We also have the chance to meet other families in similar situations – maybe not dealing with the same illness -- but struggling with the same sorts of issues - concerns about care and dealings with physicians. Our children get to meet other siblings and develop friendships with similarly-situated kids who understand how they are feeling.
One Great Escape last summer in particular meant the world to us. Held at a local pizza restaurant, the theme for the event was a birthday party celebration – an invitation for Starlight families to come together and celebrate all of the sick children’s birthdays that had been overlooked due to undergoing treatments. For our family, however, it was a chance to make up to our kids the birthdays that we’d missed.
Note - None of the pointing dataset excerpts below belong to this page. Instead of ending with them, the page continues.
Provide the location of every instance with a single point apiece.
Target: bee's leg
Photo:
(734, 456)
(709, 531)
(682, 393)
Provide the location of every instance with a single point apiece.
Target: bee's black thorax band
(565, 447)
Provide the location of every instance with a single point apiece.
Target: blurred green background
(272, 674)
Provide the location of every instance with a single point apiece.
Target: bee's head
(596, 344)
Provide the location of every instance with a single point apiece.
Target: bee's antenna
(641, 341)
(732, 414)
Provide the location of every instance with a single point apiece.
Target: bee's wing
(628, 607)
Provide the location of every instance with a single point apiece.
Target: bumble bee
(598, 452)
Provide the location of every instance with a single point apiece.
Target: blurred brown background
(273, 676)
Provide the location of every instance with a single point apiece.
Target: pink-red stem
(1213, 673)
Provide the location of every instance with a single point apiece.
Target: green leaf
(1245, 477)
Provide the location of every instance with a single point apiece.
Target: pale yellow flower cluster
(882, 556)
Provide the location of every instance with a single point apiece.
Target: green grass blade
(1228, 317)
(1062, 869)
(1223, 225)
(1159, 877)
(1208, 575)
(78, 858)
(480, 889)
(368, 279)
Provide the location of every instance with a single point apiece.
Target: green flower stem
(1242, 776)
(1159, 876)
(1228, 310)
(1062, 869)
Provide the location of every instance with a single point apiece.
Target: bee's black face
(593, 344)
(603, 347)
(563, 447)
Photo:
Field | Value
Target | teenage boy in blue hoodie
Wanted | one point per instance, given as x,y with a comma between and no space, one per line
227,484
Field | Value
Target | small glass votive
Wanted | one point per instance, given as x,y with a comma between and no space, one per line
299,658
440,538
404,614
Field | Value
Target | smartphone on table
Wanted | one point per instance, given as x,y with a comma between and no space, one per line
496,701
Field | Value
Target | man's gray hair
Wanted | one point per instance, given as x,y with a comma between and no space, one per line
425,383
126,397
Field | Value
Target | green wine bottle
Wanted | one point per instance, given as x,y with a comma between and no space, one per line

You can’t even imagine how much that meant to us all. Todd, Hunter and Jason got the best belated birthday party you can imagine.
I am very happy to say that Alex is doing much better today. We were able to have his feeding tube removed, and he’s now eating normal food and feeding himself. He’s also walking and talking a bit and expressing his preferences for favorite activities, foods and toys. He’s even figured out how to get past the child-proof latches on our cabinets!
Slowly, our family is returning to the life we had before the scariest, early days of Alex’s illness.
This wonderful organization has done so much for my family and me. Starlight has truly helped open our world up again. I wish that every family with a sick child could have the same benefit, and perhaps with the continuing generosity Starlight donors, we can make sure that they do.